LEWISTON — The revelation that a recently deceased Lewiston man may have hidden a murder victim for decades came as a shock to some who knew him.
A woman’s body was found Friday stuffed in an unplugged freezer inside a storage unit rented, since 1992, by Frank Julian of Lewiston.
Police believe there may be a link between the body and a missing-person case involving Julian’s former girlfriend that has been open since 1983.
“Frank was a nice guy. He wasn’t a freak show,” Mark Ferguson, owner of the Village Corner Store in Poland Spring, said Monday.
Ferguson bought cigarette lighters, sunglasses, Patriots, Bruins, and Red Sox gear with unregistered trademarks, and other impulse-buy type items from Julian’s wholesale business for 15 years.
He characterized Julian as a salesman, engaging and personable. “He always tried to sell us twice as much as we bought,” Ferguson said. “He seemed to have made a fairly decent life out of it.”
“Nothing I knew about Frank made me think that he was about to kill some girl and keep her in a storage locker for 20 years,” he said. “. . . I could tell you he gave me the heebie-jeebies and he creeped me out, but that’s not the case.”
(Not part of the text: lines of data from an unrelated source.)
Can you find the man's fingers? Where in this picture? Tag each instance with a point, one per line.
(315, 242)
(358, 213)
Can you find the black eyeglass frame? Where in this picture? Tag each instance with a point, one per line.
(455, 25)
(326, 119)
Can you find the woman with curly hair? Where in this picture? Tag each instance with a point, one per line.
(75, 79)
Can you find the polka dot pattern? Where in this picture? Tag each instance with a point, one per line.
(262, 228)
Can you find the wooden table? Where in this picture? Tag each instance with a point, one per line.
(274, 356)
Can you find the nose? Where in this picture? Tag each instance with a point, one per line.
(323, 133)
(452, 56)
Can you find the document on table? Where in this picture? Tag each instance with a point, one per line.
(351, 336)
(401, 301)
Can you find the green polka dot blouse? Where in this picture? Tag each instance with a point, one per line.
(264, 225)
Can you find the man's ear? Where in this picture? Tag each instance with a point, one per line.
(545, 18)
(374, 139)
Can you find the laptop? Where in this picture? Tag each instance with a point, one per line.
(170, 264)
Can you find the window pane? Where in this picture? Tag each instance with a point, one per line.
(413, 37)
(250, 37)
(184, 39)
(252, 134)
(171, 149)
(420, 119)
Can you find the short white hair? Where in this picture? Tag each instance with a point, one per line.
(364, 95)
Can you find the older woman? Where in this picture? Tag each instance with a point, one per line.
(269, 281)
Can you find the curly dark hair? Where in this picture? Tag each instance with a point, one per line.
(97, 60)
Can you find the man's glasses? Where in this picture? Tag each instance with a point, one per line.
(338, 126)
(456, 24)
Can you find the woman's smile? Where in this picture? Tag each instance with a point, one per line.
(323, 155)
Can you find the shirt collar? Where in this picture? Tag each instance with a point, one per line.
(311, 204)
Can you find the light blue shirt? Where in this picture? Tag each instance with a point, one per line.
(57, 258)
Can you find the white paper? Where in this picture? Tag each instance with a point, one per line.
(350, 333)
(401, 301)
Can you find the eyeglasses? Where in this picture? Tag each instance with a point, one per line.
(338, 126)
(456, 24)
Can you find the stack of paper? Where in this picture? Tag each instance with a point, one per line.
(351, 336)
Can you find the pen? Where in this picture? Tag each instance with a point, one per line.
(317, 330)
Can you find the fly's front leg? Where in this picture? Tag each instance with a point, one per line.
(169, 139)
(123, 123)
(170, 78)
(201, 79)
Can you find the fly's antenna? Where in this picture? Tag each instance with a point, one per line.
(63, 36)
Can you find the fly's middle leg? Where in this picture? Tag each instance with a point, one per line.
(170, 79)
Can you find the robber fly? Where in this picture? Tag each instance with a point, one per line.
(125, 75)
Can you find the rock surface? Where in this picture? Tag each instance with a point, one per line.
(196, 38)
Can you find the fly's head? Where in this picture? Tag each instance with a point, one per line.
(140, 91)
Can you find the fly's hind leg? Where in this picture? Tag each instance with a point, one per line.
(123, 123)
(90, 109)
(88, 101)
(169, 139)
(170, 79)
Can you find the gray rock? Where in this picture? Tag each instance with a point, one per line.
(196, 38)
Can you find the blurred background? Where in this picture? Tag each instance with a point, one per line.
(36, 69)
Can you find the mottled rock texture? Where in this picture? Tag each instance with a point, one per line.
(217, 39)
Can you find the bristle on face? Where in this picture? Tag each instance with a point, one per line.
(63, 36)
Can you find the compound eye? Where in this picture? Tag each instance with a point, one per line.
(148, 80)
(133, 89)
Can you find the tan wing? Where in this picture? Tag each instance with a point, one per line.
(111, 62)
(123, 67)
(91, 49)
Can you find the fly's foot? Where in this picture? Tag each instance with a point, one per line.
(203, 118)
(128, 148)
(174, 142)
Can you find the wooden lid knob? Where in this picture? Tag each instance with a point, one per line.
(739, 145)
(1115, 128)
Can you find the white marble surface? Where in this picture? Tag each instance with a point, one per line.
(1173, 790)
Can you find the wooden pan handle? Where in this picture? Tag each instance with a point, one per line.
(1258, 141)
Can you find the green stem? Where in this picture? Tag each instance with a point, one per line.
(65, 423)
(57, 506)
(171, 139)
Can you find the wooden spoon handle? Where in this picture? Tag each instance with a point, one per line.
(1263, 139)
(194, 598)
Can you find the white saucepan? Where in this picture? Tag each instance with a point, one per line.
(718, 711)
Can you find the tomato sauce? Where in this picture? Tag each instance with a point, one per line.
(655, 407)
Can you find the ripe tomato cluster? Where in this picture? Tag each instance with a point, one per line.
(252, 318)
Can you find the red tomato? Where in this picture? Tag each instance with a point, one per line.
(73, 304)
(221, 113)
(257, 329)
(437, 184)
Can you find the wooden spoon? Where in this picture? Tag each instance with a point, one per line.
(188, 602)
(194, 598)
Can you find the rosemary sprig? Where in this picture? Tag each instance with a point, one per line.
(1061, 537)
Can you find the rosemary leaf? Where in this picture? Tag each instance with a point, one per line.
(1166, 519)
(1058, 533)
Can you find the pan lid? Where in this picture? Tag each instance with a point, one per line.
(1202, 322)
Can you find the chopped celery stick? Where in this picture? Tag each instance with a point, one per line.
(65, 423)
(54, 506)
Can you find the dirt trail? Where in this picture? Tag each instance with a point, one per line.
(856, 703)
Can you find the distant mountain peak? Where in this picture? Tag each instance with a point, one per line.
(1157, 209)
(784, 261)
The gruesome discovery surprised Jane Child, who knew Julian as a kind shop owner who’d allow customers to put items on layaway when they were short on money. It’s difficult to reconcile that image with a potential killer who stashed a body in a freezer, she told the Associated Press.
“It just gives me the creeps,” Child said Monday while shopping at Blackie’s Fruit Stand, near the store where Julian worked with one of his sons.
Julian made quarterly payments in advance for his space at Moore Self Storage Facility at 11 North Lisbon Road, coming around every three months to pay in person, owner Gary Boilard told The Associated Press. The last payment was made on Sept. 6, and the unit was rented through November, he said.
The remains were found Friday by Julian’s family members while cleaning out his storage locker. Members of Julian’s family declined to speak to the Sun Journal on Monday.
State police will have to rely on DNA testing to determine the identity of a body found in a Lewiston storage locker Friday, spokesman Steve McCausland said Monday evening. But police suspect that the body is that of Julian’s former girlfriend, Kitty I. Wardwell.
A friend reported Wardwell missing in July 1983. She was 29 at the time. She was last seen with Julian, her boyfriend, who told police in Salem, N.H., that he had left her in a motel there after an argument. She was never found.
Julian, who was 52 in 1983 and died Oct. 1, had been living with Wardwell at Greenwood Gardens Apartments in her hometown of Holden before she disappeared. Julian was interviewed at least twice since Wardwell went missing, McCausland said Monday.
State police investigators believed Wardwell was a victim of foul play in Maine, and the case has remained officially open since.
The state Medical Examiner’s Office has received DNA samples from Wardwell’s relatives, and began their examination of the remains Monday, McCausland said. The cause and manner of death will not be released until authorities have identified the body, said Mark Belserene, the office administrator of the state medical examiner. That process can take several days, McCausland said.
Wardwell’s brother Dwight Collins told The Associated Press that the family was waiting for the body to be identified but declined to comment further.
If the body turns out not to be Wardwell’s, “then obviously we’re back to square one,” McCausland said.
State police are asking for people who lived at Greenwood Gardens Apartments in Holden around the time of Wardwell’s disappearance in 1983 to contact them with any information they may have about the former couple.